A few hands later, I shoved on a late position raiser from BB with QQ, only to get called by AA. Arhghg. Kiss the 75s profit down the tube. The bulk of the day went this way: Big downswings, followed by me making some kind of miracle comeback, followed by more big downswings. The odd thing is the big losses were all the result of "perfect poker," while some (not all, but some) of the big upticks were the result of me getting lucky or sucking out.
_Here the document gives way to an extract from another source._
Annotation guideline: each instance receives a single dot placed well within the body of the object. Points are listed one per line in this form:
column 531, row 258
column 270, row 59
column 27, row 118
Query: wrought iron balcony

The only bright spot to this debacle is I was more or less even when I started my final extended play evening session. By then, I was multi-tabling $10NL 6max, and, despite what the day had been telling me about stupid vs. good play, I was still trying to play perfect poker. Fortunately, the poker gods finally decided to stop toying with me, and playing correct poker started to pay off. I hit some sets and got paid off.* In the end, I made just under $20 for the day, averaging $3.36/100 hands (yes, I was 4-tabling most of the time), or ~6BB/100 hands played. Not bad, and about what I should expect as a result of perfect poker.
All-in for now...
-Bug
*A rule I'm following pretty religiously lately that seems to be paying off is the small-medium pair rule I learned from the grinderschool vids. If I have a small to medium pair, I should call a raise if the effective stack size (the smaller of the opps and my stack size) is greater than 15x the raise amount. If it's under 15x, I fold. If it's 15x or greater, I call with the intention of folding if I don't hit my set. Occasionally, if the opp has significantly less than 15x the raise amount (say, he's all in for a 4x raise) I might call if I can be assured of being heads up with him. In all other cases, I fold.